As for their motivations, some people see it as an opportunity to assert their ideals, they set up attacks to break through certain companies. Others see it as a way to steal manufacturing secrets or intellectual property. They may be driven by ideology or politics, but the main motivation is money».

Who's going to give them money for this data and how much?

"There are many ways to extort money.

Either they threaten to make your information public and play on your emotions. Kind of like a hostage situation.

Or you can sell your information to the highest bidder (competing company, criminal wanting to use a false identity, etc.) ».

To illustrate his words, Vincent shared several examples found on the Dark web:

• Online payment services login info: $20 - $200
• Drivers license: $20
• Loyaltyaccounts: $20
• Diplomas: $100 - $400
• Passports (US): $1000 - $2000
• Subscription services: $1 - $10
• Credit or debit cards (very popular): $5 - $110

o With CVV number: $5
o With bank info: $15
o Full info: $30

• Medical records: $1 - $1000 (depends on how complete they are as well as it is a single record or an entire database.

But then, how do they do it and how does it work?

According to Vincent an attack requires a minimum of preparation. "Hackers learn a lot about people or companies through public information. »

There are many types of malicious activities, the better known are

• Social engineering consists of psychologically manipulating a person for the purpose of swindling them using their knowledge, charisma, sense of imposture or nerve.

• (Spear)phishing is a popular technique used by hackers to obtain personal information in order to impersonate the victim's identity or to trick the victim into downloading malware without his or her knowledge.

Vincent gives us an example:

"Hackers create an email with Microsoft's header asking you to change your passwords by clicking on the link. Once you click, youlandon a fake Microsoft portal hosted on an X server that will look like the real thing. You are going to put your email address and your password. The hackers get this information to access your account and will try to access your invoices, your habits, your contacts, your conversations ... to create another spear phishing mail from your own mailbox.  The goal is to have access to privileged accounts or people like the CFO, or accountant who will pay a bill on the hacker's account.

The key to a successful attack is the combination of techniques, the ability to move sideways and stay in the system as long as possible before leaving you a ransomware on your way out”

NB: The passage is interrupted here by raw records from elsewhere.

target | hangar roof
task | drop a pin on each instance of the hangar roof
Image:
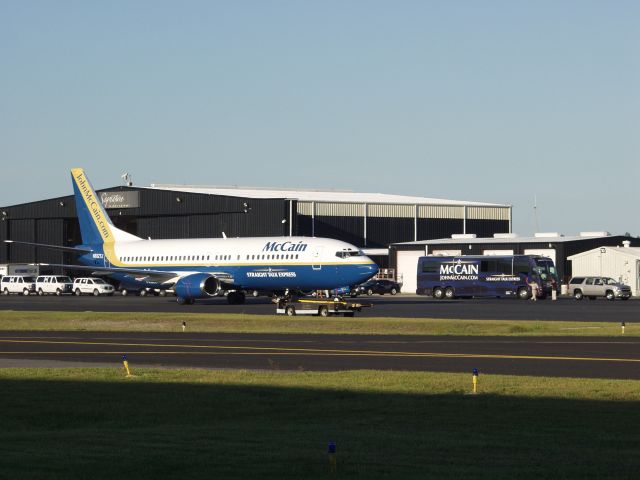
(507, 240)
(628, 251)
(319, 195)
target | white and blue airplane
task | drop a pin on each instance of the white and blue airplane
(203, 268)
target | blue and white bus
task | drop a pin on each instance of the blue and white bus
(485, 276)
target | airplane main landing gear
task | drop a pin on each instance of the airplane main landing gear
(235, 298)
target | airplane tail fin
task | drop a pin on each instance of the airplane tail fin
(95, 225)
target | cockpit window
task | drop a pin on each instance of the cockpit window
(348, 253)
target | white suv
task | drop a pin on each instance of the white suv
(91, 285)
(57, 284)
(18, 284)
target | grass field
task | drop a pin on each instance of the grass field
(95, 423)
(230, 323)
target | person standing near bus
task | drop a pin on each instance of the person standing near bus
(534, 289)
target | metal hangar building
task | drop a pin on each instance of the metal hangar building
(403, 257)
(371, 221)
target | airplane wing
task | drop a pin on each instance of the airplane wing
(54, 247)
(143, 274)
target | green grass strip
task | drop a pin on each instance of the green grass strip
(94, 423)
(239, 323)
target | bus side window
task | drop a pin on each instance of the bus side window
(504, 266)
(488, 266)
(430, 266)
(521, 266)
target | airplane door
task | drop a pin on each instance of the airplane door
(317, 258)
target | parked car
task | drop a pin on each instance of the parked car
(19, 284)
(92, 286)
(594, 287)
(54, 284)
(377, 286)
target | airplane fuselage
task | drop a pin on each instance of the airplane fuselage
(251, 263)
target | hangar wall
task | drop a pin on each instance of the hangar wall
(167, 213)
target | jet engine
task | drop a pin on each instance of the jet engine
(197, 285)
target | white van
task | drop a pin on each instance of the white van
(93, 286)
(18, 284)
(54, 284)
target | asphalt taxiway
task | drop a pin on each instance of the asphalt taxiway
(407, 306)
(591, 357)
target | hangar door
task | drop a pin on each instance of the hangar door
(407, 262)
(545, 252)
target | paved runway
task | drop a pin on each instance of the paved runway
(409, 306)
(561, 356)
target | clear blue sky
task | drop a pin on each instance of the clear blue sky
(492, 101)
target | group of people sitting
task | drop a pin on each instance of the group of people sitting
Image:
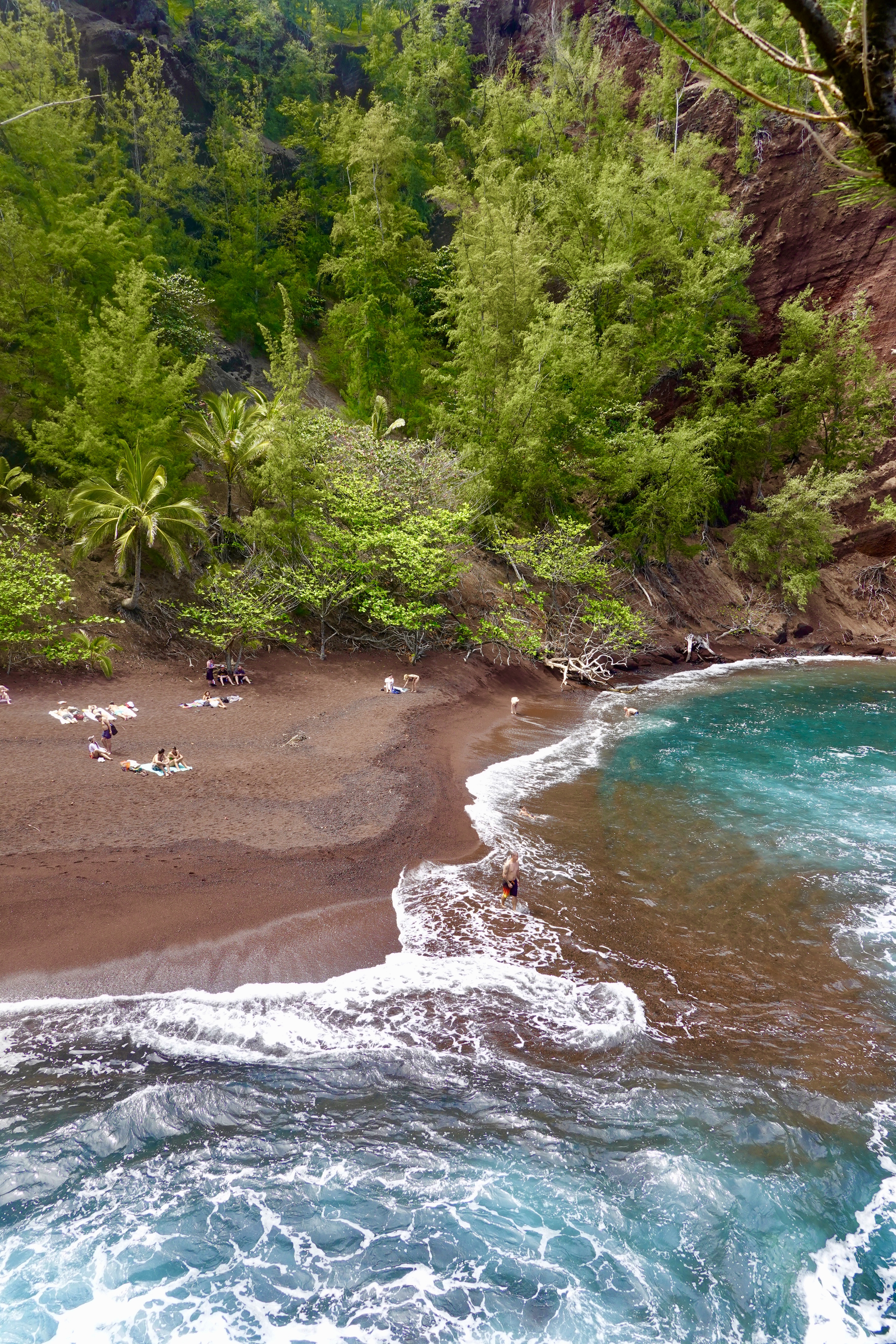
(163, 763)
(66, 713)
(410, 679)
(218, 674)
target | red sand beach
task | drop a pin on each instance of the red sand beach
(268, 862)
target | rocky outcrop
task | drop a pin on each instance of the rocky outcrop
(112, 36)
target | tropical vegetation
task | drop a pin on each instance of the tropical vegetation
(502, 271)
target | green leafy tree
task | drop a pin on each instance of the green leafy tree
(182, 315)
(34, 592)
(93, 651)
(838, 396)
(566, 613)
(237, 609)
(11, 479)
(788, 541)
(164, 174)
(139, 511)
(232, 433)
(128, 390)
(375, 338)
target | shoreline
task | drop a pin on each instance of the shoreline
(128, 894)
(159, 906)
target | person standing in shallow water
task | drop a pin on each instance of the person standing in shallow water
(511, 876)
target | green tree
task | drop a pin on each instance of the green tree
(139, 511)
(128, 390)
(788, 541)
(11, 479)
(237, 609)
(34, 592)
(838, 397)
(93, 651)
(232, 433)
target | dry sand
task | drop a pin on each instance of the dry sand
(268, 862)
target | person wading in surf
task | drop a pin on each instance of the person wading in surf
(511, 876)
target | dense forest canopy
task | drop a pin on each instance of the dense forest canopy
(510, 264)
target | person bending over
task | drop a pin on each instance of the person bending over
(511, 876)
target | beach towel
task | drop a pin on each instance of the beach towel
(215, 703)
(158, 769)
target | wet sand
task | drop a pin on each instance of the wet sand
(269, 862)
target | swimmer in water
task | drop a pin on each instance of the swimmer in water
(511, 876)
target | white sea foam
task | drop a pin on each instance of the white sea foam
(836, 1314)
(450, 1005)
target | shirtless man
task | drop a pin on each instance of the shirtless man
(511, 876)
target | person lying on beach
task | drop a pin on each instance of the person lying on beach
(511, 876)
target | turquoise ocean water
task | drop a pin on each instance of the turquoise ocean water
(656, 1104)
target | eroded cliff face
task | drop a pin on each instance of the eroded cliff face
(802, 236)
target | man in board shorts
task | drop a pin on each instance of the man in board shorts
(511, 876)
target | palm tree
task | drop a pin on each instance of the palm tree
(232, 432)
(11, 480)
(95, 650)
(139, 510)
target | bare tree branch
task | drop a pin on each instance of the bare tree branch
(65, 103)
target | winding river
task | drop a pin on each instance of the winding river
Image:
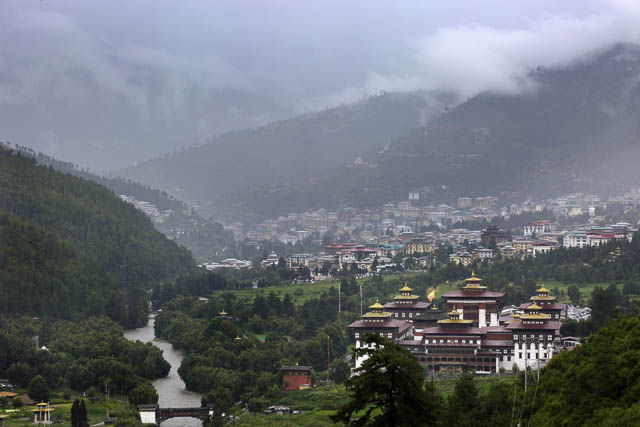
(171, 389)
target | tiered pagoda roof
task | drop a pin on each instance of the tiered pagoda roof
(406, 300)
(454, 318)
(473, 289)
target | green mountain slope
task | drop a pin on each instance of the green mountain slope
(71, 247)
(289, 151)
(597, 383)
(577, 131)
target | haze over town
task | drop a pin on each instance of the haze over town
(319, 212)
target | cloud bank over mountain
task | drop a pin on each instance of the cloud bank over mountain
(106, 83)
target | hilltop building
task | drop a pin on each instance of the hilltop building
(548, 304)
(406, 305)
(475, 303)
(296, 377)
(468, 336)
(534, 334)
(380, 322)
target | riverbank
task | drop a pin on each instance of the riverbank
(171, 390)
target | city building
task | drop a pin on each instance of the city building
(380, 322)
(406, 306)
(475, 303)
(534, 334)
(296, 377)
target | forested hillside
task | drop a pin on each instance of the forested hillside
(289, 151)
(597, 383)
(204, 238)
(71, 248)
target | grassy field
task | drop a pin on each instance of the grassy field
(585, 289)
(95, 412)
(318, 404)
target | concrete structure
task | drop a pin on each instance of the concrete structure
(379, 322)
(42, 413)
(406, 305)
(153, 414)
(533, 336)
(296, 377)
(475, 303)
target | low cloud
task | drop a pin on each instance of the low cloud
(468, 59)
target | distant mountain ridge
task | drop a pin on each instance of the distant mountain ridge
(289, 151)
(70, 248)
(205, 239)
(576, 131)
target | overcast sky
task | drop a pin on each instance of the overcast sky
(106, 83)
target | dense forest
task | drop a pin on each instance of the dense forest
(78, 356)
(205, 239)
(596, 384)
(72, 249)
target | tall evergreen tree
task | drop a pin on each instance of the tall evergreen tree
(387, 389)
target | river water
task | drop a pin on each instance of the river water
(171, 390)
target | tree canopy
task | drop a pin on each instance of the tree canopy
(387, 390)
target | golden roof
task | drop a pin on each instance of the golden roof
(377, 314)
(406, 297)
(377, 305)
(405, 288)
(541, 298)
(536, 316)
(468, 321)
(473, 278)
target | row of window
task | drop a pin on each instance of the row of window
(451, 341)
(534, 355)
(532, 336)
(389, 335)
(403, 314)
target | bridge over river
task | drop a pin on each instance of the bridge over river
(154, 414)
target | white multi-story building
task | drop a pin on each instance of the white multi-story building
(575, 239)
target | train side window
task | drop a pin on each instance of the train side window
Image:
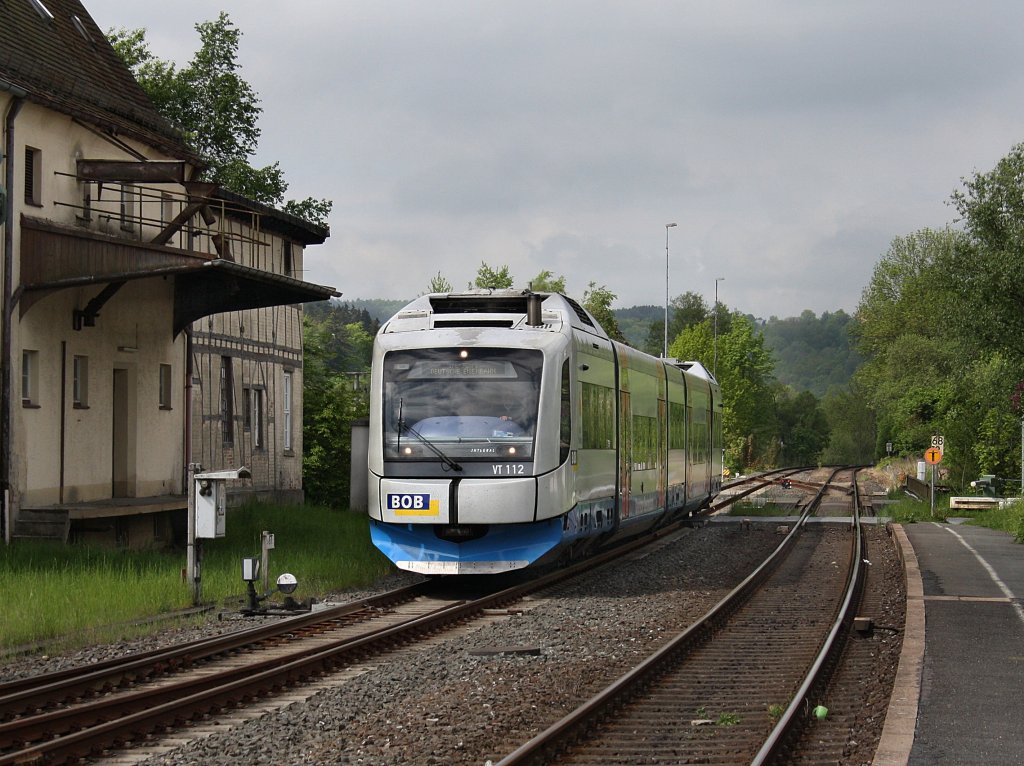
(565, 427)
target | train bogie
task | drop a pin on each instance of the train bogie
(507, 430)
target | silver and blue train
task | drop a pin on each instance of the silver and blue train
(507, 430)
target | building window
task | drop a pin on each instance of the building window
(253, 418)
(287, 411)
(33, 176)
(226, 401)
(287, 254)
(165, 387)
(127, 207)
(80, 382)
(41, 9)
(30, 378)
(166, 208)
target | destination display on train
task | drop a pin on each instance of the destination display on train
(454, 369)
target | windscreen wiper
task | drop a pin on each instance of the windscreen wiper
(403, 426)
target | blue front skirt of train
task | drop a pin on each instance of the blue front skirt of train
(504, 547)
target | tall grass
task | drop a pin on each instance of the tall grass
(1009, 519)
(80, 594)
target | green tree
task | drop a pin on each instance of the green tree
(803, 428)
(745, 373)
(598, 300)
(912, 354)
(438, 285)
(331, 402)
(488, 279)
(216, 110)
(851, 424)
(988, 274)
(546, 282)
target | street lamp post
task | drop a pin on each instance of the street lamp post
(714, 369)
(665, 350)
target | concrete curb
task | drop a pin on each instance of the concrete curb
(901, 718)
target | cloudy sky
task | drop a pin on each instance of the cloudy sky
(790, 140)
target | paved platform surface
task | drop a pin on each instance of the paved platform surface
(970, 706)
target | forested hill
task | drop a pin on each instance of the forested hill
(811, 352)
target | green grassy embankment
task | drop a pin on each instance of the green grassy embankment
(81, 594)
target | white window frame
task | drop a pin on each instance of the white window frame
(287, 410)
(30, 378)
(80, 382)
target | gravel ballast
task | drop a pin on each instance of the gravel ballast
(456, 701)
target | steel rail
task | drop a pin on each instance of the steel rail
(539, 748)
(816, 675)
(36, 691)
(198, 697)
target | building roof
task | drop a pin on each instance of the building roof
(54, 51)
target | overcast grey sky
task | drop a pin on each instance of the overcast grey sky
(790, 140)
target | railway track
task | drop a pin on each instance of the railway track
(733, 687)
(74, 714)
(100, 710)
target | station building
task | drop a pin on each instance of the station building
(151, 321)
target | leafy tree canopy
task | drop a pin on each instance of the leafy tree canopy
(438, 284)
(597, 300)
(546, 282)
(489, 279)
(216, 110)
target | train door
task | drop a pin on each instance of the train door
(625, 454)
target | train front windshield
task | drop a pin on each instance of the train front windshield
(461, 403)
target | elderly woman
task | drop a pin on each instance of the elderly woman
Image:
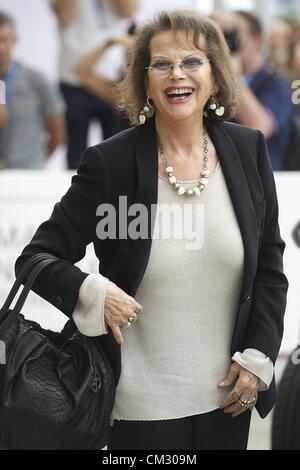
(201, 322)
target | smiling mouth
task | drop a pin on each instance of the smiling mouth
(179, 94)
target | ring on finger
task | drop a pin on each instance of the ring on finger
(132, 318)
(235, 395)
(138, 310)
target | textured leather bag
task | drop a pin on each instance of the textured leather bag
(57, 390)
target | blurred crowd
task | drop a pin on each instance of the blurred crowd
(95, 36)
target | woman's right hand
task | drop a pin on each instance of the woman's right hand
(118, 308)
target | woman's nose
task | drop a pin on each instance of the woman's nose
(177, 73)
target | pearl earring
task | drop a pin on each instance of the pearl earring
(146, 110)
(214, 106)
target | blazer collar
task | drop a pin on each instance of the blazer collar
(147, 186)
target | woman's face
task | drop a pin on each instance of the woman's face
(165, 89)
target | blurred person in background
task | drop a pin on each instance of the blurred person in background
(34, 125)
(83, 25)
(96, 83)
(265, 97)
(280, 47)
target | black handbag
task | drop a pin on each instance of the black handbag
(57, 390)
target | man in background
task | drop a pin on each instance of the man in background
(265, 96)
(83, 26)
(34, 124)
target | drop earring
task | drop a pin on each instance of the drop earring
(145, 111)
(214, 106)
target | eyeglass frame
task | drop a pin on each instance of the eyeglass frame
(171, 67)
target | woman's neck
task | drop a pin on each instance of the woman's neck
(181, 138)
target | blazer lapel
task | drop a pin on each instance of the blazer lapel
(146, 194)
(240, 196)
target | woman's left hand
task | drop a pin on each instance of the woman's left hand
(244, 393)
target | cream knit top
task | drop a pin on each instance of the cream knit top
(176, 353)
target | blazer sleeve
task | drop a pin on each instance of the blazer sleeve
(265, 328)
(71, 227)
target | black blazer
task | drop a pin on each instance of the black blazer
(127, 164)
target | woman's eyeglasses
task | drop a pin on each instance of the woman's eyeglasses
(163, 67)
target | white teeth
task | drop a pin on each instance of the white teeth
(180, 91)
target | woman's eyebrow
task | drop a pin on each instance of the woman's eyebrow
(189, 55)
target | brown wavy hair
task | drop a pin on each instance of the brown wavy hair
(130, 91)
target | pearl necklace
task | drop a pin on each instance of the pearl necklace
(181, 191)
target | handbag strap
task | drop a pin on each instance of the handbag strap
(30, 272)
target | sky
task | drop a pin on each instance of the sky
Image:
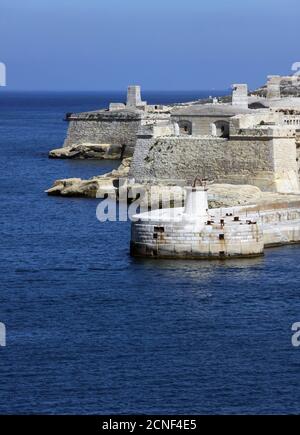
(160, 44)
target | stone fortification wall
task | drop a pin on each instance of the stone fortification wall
(269, 164)
(117, 128)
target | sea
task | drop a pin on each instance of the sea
(90, 330)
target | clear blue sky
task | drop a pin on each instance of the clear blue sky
(160, 44)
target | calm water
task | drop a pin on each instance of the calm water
(91, 330)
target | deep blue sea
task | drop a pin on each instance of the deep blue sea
(91, 330)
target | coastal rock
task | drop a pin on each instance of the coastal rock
(88, 151)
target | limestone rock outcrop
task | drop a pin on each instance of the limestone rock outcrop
(88, 151)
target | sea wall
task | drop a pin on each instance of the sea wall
(267, 163)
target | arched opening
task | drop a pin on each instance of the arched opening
(185, 127)
(221, 129)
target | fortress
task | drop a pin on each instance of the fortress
(252, 139)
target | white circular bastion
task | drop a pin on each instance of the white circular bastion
(194, 232)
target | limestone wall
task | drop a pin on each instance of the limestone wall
(200, 125)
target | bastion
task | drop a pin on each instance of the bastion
(194, 232)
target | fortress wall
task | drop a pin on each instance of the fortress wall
(285, 164)
(182, 158)
(201, 125)
(114, 132)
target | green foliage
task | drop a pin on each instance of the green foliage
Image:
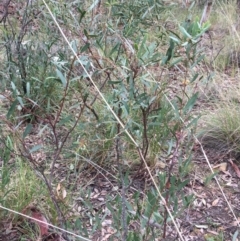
(53, 102)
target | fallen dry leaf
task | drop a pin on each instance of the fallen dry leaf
(43, 224)
(221, 167)
(215, 202)
(235, 167)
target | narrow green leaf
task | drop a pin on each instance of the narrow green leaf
(235, 235)
(27, 130)
(191, 102)
(35, 148)
(61, 77)
(12, 108)
(85, 47)
(184, 32)
(28, 89)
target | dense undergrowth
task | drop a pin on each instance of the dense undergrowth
(118, 103)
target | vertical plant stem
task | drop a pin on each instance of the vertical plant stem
(123, 191)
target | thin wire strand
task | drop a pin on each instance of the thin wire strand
(48, 224)
(118, 120)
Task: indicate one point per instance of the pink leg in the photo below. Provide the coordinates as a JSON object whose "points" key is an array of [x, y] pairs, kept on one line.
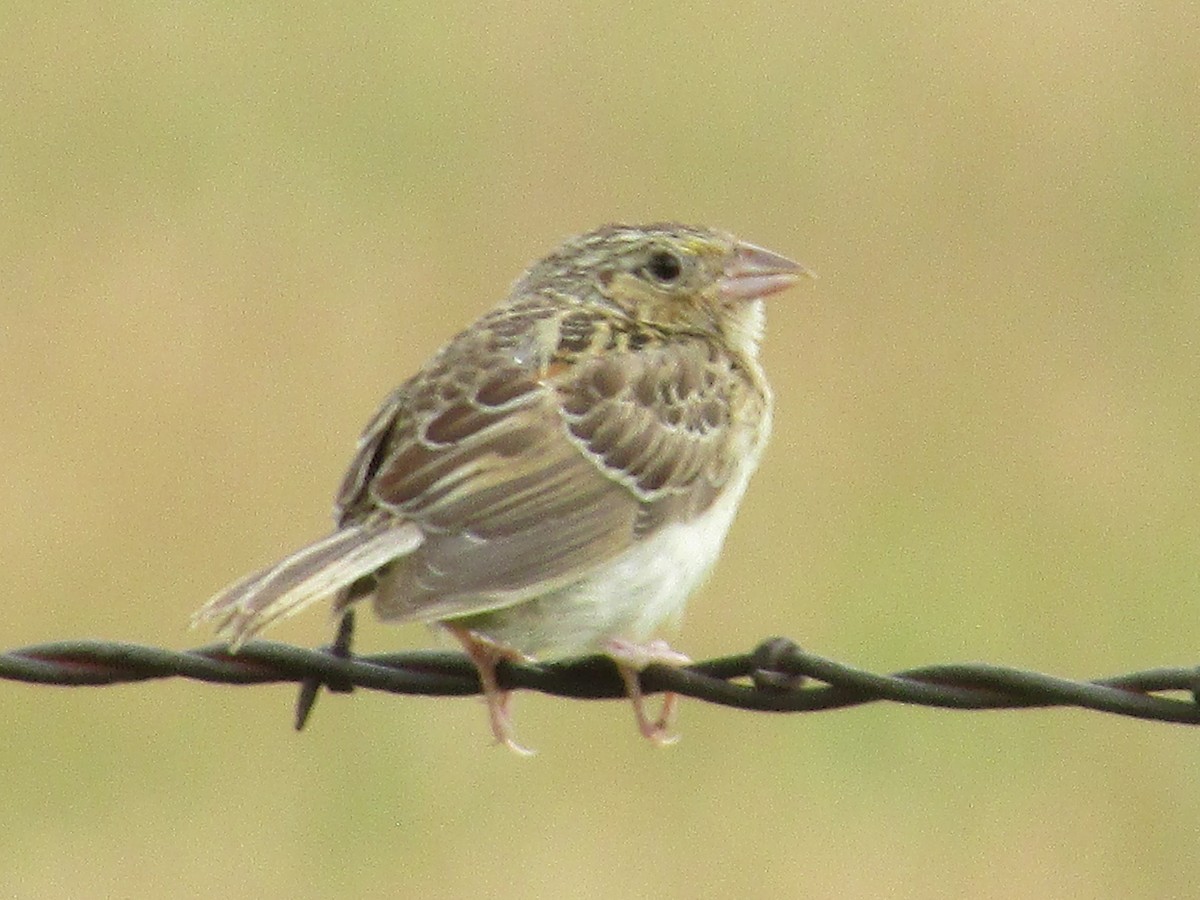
{"points": [[485, 654], [631, 659]]}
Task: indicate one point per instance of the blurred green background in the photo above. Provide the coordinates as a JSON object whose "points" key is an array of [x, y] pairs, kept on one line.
{"points": [[228, 229]]}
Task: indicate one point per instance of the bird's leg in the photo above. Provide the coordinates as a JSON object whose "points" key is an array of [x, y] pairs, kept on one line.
{"points": [[631, 659], [486, 654]]}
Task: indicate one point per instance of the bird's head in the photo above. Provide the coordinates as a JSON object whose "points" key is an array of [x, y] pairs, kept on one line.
{"points": [[670, 275]]}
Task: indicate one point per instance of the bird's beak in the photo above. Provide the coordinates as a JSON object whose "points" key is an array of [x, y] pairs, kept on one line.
{"points": [[754, 273]]}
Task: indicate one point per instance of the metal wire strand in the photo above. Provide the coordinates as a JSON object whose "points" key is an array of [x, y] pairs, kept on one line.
{"points": [[777, 677]]}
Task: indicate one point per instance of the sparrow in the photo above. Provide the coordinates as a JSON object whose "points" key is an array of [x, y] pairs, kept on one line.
{"points": [[561, 477]]}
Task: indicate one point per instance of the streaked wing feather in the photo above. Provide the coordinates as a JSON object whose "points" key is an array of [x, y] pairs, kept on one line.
{"points": [[523, 478]]}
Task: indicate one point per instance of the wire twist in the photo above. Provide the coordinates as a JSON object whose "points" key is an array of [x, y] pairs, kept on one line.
{"points": [[777, 677]]}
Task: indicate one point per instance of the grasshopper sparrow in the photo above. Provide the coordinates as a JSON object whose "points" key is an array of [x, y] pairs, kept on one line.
{"points": [[562, 474]]}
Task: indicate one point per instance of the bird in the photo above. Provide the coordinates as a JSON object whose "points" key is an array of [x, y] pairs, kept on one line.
{"points": [[561, 477]]}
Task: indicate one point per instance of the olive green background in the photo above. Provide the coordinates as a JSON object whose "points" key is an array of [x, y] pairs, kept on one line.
{"points": [[228, 229]]}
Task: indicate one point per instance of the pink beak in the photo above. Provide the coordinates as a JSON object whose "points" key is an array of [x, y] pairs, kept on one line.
{"points": [[755, 273]]}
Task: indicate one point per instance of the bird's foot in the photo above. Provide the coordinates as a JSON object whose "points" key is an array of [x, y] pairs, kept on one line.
{"points": [[486, 654], [631, 659]]}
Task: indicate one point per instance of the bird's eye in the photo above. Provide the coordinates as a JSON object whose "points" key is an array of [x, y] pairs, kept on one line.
{"points": [[664, 267]]}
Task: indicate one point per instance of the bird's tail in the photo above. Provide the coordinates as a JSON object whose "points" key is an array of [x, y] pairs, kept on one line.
{"points": [[311, 574]]}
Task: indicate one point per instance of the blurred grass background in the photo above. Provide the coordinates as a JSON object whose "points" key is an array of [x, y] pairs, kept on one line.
{"points": [[228, 229]]}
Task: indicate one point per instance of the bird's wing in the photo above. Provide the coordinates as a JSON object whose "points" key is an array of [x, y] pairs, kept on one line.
{"points": [[525, 478]]}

What can the impact of a cyber-attack be on a company?

The risks are many, but I would say the major risks are:

• Damage to a company's or an individual's reputation.
• Financial loss $1.4M/cyber-attack or bankruptcy.
• Operations
• Valuation of the company stock
• Erode your customers’ trust
• Damage to the mental or physical health of patients.
• Death of people.
• A fine from an authority

Considering the statistics and the different scenarios, what should be done?

"I don't pretend to have the answer. However, I am firmly convinced that anti-spam, anti-fishing, state-of-the-art antivirus, latest generation firewall, filters must be put in place, but we must not limit ourselves to tools.

From my point of view, quality security takes into consideration four axes: the technological axis, the human factor, the risk and the directives. It respects these seven main principles: legality, fairness and transparency, limited purpose, data minimization, data accuracy, retention and information security governance. I think that if we do not respect these principles,it will be difficult to prove what?  to the authorities in the event of an incident and you will find it difficult to recover. Always have to keep in mind that what is not written does not exist.”

To conclude?

"Don't wait any longer, act, because this is only the beginning.”.